The film, first and foremost, is a tremendously well-crafted crime-dramedy that admirably succeeds in ballasting off of the development of its central characters rather than the build up of some sort of slick plot structure. After guilt-ridden hit-man Ray accidentally shoots a child on his first time on the job, he and his older, wiser associate Ken decide to head off to Bruges, a venerable city in Belgium that’s beauty and grandeur matches its dullness and monotony. As we watch Ken enjoy sightseeing Bruges and Ray be ultimately bored by it, we are immediately pulled by their colorful, humorously contrasting personalities. While Ray is the naïve, terse, and compulsive young man who just can’t stay out of trouble and Ken is the thoughtful, more experienced criminal who has a lot more to contemplate given all the years of immoral doings he has culminated, the two just can’t help but delve into constant debates and even deft conversations. The dynamic between he two can easily be described as something along the lines of “Pulp Fiction-esque”, based on how the film greatly manages to present them as accessible everyday men rather than caricatures and watching them engage in small talk and in-depth discussions about themselves, death, and life after death certainly provides excellent dialogue that mirrors that of the now infamous Jules and Vincent.

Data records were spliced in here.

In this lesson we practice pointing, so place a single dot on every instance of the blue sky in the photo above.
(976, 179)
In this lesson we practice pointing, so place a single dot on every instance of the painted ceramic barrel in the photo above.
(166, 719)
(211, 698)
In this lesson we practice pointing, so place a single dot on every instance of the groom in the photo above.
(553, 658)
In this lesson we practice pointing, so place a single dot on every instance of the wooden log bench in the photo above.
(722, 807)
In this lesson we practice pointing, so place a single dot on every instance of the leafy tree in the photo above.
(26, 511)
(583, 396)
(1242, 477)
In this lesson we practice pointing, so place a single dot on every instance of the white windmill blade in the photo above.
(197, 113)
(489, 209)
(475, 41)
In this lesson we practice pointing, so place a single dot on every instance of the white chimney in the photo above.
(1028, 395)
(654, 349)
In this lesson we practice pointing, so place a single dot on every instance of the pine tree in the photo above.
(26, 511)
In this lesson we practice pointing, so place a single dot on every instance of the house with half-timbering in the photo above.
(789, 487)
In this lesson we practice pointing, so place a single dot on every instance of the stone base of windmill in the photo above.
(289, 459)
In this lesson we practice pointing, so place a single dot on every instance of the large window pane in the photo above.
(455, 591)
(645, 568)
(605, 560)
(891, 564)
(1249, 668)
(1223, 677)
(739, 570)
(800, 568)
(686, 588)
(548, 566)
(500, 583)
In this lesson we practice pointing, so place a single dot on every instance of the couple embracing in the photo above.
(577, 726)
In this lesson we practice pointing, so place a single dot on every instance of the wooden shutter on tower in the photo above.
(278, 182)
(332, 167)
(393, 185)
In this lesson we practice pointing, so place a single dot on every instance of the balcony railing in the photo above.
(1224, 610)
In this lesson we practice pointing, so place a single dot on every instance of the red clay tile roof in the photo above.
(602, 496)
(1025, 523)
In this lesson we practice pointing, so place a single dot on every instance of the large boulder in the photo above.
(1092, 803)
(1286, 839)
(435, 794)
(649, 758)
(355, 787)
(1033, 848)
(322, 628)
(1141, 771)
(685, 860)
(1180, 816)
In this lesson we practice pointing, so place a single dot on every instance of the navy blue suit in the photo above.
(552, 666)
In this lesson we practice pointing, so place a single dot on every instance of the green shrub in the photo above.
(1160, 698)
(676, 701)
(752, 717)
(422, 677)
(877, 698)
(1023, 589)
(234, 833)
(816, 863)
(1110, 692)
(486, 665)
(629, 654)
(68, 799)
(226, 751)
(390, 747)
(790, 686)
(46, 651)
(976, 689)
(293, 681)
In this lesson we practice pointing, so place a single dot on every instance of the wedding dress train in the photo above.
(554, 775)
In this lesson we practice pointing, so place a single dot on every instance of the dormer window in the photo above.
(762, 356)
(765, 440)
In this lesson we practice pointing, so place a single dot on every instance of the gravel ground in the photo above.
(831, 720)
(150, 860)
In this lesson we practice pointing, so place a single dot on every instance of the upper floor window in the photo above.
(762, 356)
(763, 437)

But after opening with an array of witty dialogue and humorous predicaments, the film fearlessly, and successfully, starts to take the route of a crime drama. And while there is always delightful humor peppered into many scenes throughout the film, the spices undeniably surge to their most macabre tastes by the final act. The quaint melancholy and inner-turmoil hinted by the central characters earlier soon becomes fully exposed as the story gradually develops into one that delves head-first into the facets of friendship, honor, loyalty, guilt, redemption, and moral ambiguity. Ray, on the verge of suicide, feels that he is undeserving of solace and forgiveness for the horrible murder he committed, Ken seeks personal redemption as he contemplates upon the malevolent life he has led, and the hardened, cold-blooded boss of the two, Harry, wants them dead to in order to seek balance in business.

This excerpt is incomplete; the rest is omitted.